Nextjs Rsc Architect

"use server";

import { z } from "zod";
import { verifySession } from "@/lib/dal";

const schema = z.object({ id: z.string() });

export async function deleteItem(formData: FormData) {
  const session = await verifySession(); // Security Check
  if (!session.isAdmin) throw new Error("Unauthorized");
  
  const parsed = schema.safeParse(Object.fromEntries(formData));
  if (!parsed.success) return { error: "Invalid data" };
  
  // ... logic
}

2. Data Access Layer (DAL)

• Rule: Components should not query the DB directly.

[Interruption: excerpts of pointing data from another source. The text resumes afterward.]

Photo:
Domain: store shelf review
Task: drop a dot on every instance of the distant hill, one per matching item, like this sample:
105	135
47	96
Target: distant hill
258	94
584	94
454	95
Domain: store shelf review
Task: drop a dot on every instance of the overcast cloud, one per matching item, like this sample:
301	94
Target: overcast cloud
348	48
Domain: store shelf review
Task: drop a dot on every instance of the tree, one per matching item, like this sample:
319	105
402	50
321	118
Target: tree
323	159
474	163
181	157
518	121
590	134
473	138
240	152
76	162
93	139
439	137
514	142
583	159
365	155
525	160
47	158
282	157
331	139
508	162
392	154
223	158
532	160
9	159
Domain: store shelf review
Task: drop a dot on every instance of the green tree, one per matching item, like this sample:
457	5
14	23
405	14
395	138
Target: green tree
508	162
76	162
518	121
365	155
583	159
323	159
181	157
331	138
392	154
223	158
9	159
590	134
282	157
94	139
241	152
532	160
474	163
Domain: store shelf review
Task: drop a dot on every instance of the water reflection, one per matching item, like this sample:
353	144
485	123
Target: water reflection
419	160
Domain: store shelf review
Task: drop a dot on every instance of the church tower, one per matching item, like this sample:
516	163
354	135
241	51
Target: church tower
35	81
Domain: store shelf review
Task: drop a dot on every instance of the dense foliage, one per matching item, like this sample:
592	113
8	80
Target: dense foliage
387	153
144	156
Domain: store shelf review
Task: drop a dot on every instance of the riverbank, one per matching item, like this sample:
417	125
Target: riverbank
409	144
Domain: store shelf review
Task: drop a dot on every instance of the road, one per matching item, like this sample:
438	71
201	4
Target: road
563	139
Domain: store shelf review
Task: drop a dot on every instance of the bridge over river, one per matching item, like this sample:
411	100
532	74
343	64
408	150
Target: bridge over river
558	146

Create a data/ folder (DAL).
• Pattern:
  • app/page.tsx -> calls getDashboardData()
  • data/dashboard.ts -> calls db.query() AND performs React cache() if needed.
• DTOs: Never return raw ORM objects to the client. Sanitize sensitive fields (passwords, internal IDs) in the DAL.

3. Fetching & Suspense

• No Waterfalls: Parallelize data fetching using Promise.all in the parent component where possible.
• Streaming: Wrap slow components in <Suspense fallback={<Skeleton />}>.
• Client Components: Push "use client" down the tree as far as possible (Leaf nodes).

4. Anti-Patterns

• Async Client Components: Client components cannot be async.
• Secrets in Client: NEVER pass API keys or secrets to client components via props.
• State in Server: Server Components are stateless. Don't try to use useState in them.